Gemeinsames Ziel sei eine »neue soziale und pluralistische Republik, die auf Rechtsstaatlichkeit gegründet und weltoffen ist« heißt es in dem Positionspapier. Danach soll ein aus einer oder mehreren Personen bestehendes präsidiales Gremium eine Übergangsphase leiten, die bis zu einem Jahr dauert. Eine »Regierung der nationalen Kompetenz« soll die laufenden Aufgaben des Staates in die Hand nehmen.

Der demokratische Übergang soll durch Wahlen erfolgen, »die dem diktatorischen und korrupten System ein Ende setzen und die Schaffung legitimer und glaubwürdiger Institutionen garantieren sollen«. Diese Wahlen sollen von einer unabhängigen Kommission organisiert, durchgeführt und überwacht werden. Zugleich sieht die Initiative vor, einen nationalen Dialog aller politischen Akteure, Vertretern der Zivilgesellschaft und Aktivisten der gegenwärtigen Volkserhebung einzuleiten, der in eine nationale Konferenz münden soll.

Bereits im Vorfeld hatten die Initiatoren die Freilassung der vor und seit Ausbruch der Massenproteste inhaftierten Regimegegner sowie ein Ende der Repressionen während der Demonstrationen gefordert.
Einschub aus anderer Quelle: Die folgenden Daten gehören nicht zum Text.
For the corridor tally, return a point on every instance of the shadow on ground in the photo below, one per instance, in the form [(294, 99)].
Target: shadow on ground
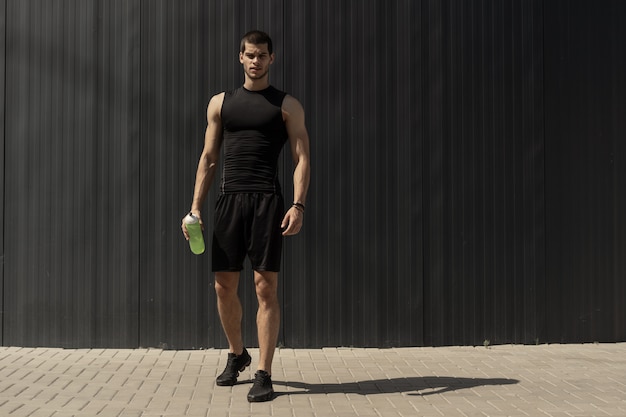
[(421, 385)]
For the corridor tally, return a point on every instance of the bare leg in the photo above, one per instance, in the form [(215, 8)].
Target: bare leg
[(229, 308), (268, 317)]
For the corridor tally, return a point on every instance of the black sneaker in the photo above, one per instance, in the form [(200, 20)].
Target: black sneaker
[(235, 364), (262, 389)]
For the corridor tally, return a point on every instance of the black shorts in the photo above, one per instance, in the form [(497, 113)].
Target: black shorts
[(248, 224)]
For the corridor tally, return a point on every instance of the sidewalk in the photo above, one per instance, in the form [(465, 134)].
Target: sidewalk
[(546, 380)]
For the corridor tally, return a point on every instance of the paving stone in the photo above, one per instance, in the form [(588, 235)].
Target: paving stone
[(545, 380)]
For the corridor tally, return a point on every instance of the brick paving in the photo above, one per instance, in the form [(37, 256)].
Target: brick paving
[(545, 380)]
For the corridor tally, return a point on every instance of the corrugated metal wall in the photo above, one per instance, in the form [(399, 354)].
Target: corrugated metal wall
[(585, 95), (435, 215)]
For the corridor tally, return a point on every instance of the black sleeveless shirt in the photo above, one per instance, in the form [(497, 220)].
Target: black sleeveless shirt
[(254, 134)]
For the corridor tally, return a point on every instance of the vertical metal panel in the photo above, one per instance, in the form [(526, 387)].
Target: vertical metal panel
[(71, 180), (585, 170), (483, 165), (2, 170), (174, 89)]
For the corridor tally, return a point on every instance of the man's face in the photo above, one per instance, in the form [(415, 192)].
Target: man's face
[(256, 60)]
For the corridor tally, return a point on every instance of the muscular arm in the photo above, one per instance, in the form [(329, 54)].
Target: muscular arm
[(210, 156), (299, 142)]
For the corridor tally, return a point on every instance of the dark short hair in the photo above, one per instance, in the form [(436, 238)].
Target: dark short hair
[(256, 37)]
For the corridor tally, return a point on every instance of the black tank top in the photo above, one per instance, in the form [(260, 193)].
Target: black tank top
[(254, 133)]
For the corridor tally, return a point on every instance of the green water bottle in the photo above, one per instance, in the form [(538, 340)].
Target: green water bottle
[(196, 240)]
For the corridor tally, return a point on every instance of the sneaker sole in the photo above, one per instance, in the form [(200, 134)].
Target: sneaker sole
[(261, 398)]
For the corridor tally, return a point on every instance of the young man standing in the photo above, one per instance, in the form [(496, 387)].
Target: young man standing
[(252, 123)]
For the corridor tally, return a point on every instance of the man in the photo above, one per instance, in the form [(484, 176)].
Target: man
[(253, 123)]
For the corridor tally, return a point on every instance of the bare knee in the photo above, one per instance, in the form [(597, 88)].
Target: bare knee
[(226, 284), (266, 284)]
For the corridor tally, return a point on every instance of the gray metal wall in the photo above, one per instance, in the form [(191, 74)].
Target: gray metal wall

Auch am vergangenen Freitag hatte die Polizei erneut mehrere Demonstrierende festgenommen, öffentliche Plätze gesperrt und Zugangsstraßen zur Hauptstadt blockiert. Ungeachtet dessen werden für diese Woche weitere landesweite Proteste, darunter von Studierenden und Hochschullehrern erwartet.